Ich weinte, mein Make-up war verschmiert und meine Stimme heiser von den Erklärungsversuchen, aber niemand wollte mir zuhören.
Adam, der sonst so freundlich ist, schaute Luke an und wies ihn an, mich wegzubringen, um mein Make-up zu richten.
Seinem Blick konnte ich entnehmen, dass er mich als peinlich empfand.
Verzweifelt klammerte ich mich an Lukes Hand und versuchte, mein Anliegen vorzutragen. Er hielt mich fest, seine Finger streichelten sanft meinen Rücken. "Ich glaube dir. Wie könnte ich das nicht? Du bist das netteste, süßeste Mädchen, das es gibt."
Wie war der Mann, der einst fest an meiner Seite stand, so geworden?
Ich beobachtete sie vom Bett aus, mein Herz war schwer vor Verzweiflung.
Nach dem Tod konnte ich noch so sehr trauern, meine hohlen Augen konnten keine Träne vergießen.
Obwohl mein Herz nicht mehr schlug, fühlte es sich an, als würde ein kalter Windhauch durch es hindurchgehen.
Ich versuchte, mich zu entfernen, aber ich kam nicht weiter als einen Meter an ihn heran.
Ich musste mit ansehen, wie sie aufstanden und Anna in meinen neuen Kleidern am Waschbecken saß.
Sie hielt einen Augenbrauenstift in der Hand und schmollte, als sie sich von Luke die Brauen auffüllen ließ.
Es war, als wären sie das rechtmäßige Paar.
Lukes Blick fiel auf unser Hochzeitsfoto, und er hielt inne. "Genug, Anna. Hatten wir nicht vereinbart, nach der letzten Nacht alles wieder so zu machen, wie es vorher war?"
"Ja, ich verstehe. Ich werde dich und Chloe nicht mehr stören", sagte Anna und senkte ihren Kopf, um ihre Unschuld vorzutäuschen.
Luke wählte erneut meine Nummer, aber es ging immer noch niemand ran.
Hätte er die Polizei kontaktiert, um mein Telefon zu orten, hätte er vielleicht meine Leiche gefunden.
Aber er tat es nicht.
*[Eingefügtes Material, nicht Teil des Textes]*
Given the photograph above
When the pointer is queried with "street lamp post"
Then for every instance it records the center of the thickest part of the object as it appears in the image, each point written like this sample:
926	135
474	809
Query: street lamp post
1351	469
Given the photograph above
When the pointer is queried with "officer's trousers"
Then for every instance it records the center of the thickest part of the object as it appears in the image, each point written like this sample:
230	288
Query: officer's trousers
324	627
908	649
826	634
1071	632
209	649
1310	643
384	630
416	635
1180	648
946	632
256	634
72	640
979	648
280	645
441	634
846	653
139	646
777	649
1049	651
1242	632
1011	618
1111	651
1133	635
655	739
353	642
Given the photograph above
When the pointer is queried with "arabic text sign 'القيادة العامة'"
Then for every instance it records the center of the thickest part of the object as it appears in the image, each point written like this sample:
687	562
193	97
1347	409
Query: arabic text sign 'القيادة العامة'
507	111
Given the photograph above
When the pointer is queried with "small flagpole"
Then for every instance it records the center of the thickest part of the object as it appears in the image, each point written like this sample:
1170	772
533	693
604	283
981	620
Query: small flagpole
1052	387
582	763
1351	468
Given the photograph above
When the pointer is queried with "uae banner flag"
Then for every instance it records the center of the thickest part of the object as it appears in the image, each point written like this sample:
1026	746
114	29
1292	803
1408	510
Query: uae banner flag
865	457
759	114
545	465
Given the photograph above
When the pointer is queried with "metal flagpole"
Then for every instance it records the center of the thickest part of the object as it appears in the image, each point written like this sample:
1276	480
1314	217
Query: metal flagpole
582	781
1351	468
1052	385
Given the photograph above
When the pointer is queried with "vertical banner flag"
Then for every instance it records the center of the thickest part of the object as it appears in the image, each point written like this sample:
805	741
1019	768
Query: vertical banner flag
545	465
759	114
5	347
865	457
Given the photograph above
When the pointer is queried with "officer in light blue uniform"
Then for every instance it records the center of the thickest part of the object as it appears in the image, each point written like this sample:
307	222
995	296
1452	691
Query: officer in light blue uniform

Stattdessen steckte er sein Telefon mit einem besorgten Gesichtsausdruck weg.
Ich hörte, wie er kalt spottete. "Chloe, es scheint, ich habe dich zu sehr verwöhnt."
"Ja, Chloe ist geschickt darin, die Unnahbaren zu spielen. Mach dir keine Sorgen, Luke. Vielleicht ist sie schon zu den Boltons zurückgekehrt und ignoriert deine Anrufe nur, damit du dir Sorgen machst."
Lukes Gesichtsausdruck wurde kälter. "Wir sollten heute nach der Hochzeit unsere Eltern besuchen. Chloe würde bei so einem wichtigen Anlass bestimmt dabei sein. Lass uns zurückfahren. Ich will sehen, was Chloe da spielt!"